Prof Olukoju added, “The problem with the sector is because government wants to democratise education; but it is not funding that increase so there is a mismatch. If lecturers, scholars and researchers are not maintaining standards, comparable to their colleagues’ elsewhere, quality will drop and that has been dropping since the 80s. Many of our professors don’t have international exposure, why would quality not drop? You cannot give what you don’t have. It is the age of ICT now, you don’t need to have a big library, how many of our universities have up to date subscription for e-journals? We don’t have facilities to receive foreign visitors, if we don’t have good conditions for foreign students, why would they come over here? And coupled with several months of strike, why would a student from Ghana or anywhere else come and study here? 

There’s also the big issue of power supply, how many institutions have 24 hours electricity? “To tackle these challenges, Olukoju said the NUC must do quality control. “There are universities that have less than 10 of their lecturers as full-time, how do you run a university like that? Government should place a ban on licensing more universities; secondly, there should be a rigorous process of recruiting new academic staff and limit it to first class and second class upper.”
 
In addition, he suggested the setting aside of five top universities “that we must focus on to develop.”“We can call them ‘flagship universities’, with each focusing on flagship programmes, what are UI, OAU, UNN varsities known for? By the time we focus on those programmes, they would compete nationally, continentally and globally. That is how you can increase the ranking of Nigerian universities.”

On the role of the NUC, he said, “The commission is supposed to be a clearing house, a regulatory body but my take is that the NUC is getting involved in things it should not bother itself about. For example, I know that it has many personnel who are underutilised; the commission should push its staff out regularly to monitor what’s going on in the universities. NUC should ensure regular monitoring and quality control and must not hesitate to sanction any erring institution.”

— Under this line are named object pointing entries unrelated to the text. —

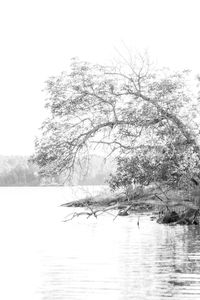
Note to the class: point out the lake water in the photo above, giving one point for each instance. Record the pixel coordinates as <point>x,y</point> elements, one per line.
<point>42,257</point>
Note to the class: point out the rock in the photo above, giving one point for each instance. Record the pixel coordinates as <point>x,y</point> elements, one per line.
<point>169,217</point>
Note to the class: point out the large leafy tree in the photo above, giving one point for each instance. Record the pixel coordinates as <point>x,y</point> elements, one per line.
<point>144,117</point>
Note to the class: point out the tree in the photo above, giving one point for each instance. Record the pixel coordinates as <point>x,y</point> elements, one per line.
<point>145,117</point>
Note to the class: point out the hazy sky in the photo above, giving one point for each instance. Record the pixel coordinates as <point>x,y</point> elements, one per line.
<point>38,37</point>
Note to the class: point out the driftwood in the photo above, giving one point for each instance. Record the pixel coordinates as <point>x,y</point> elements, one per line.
<point>190,217</point>
<point>119,202</point>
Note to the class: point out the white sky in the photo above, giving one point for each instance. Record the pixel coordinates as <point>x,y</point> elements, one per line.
<point>38,37</point>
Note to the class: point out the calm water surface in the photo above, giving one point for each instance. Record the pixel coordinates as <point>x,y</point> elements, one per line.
<point>42,257</point>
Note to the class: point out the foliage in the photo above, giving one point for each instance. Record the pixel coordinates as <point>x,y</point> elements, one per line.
<point>144,117</point>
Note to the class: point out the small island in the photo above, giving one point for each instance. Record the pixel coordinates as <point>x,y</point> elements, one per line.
<point>144,118</point>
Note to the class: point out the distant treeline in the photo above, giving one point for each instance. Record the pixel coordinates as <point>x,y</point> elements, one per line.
<point>18,171</point>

What will seem novel to Nigeria in the committee’s suggestions is the establishment of a ministry for tertiary education. The NUC, alone, keeping an eye on 165 universities may be wearisome. For example, the entire staff of OAU, the committee said, are far more than the commission itself. And the broader ministry of education can’t give the widening university system all the attention it needs.

As ASUU continues to press for solution to the crumbling university education, everything seems coloured with money, though the Mahmood-led committee thought otherwise in its report. With the union still locked in horns with the Federal Government over the latter’s failure to meet its financial obligations, previous budgetary commitments, and other issues, Nigerian universities are going, going and might soon be gone.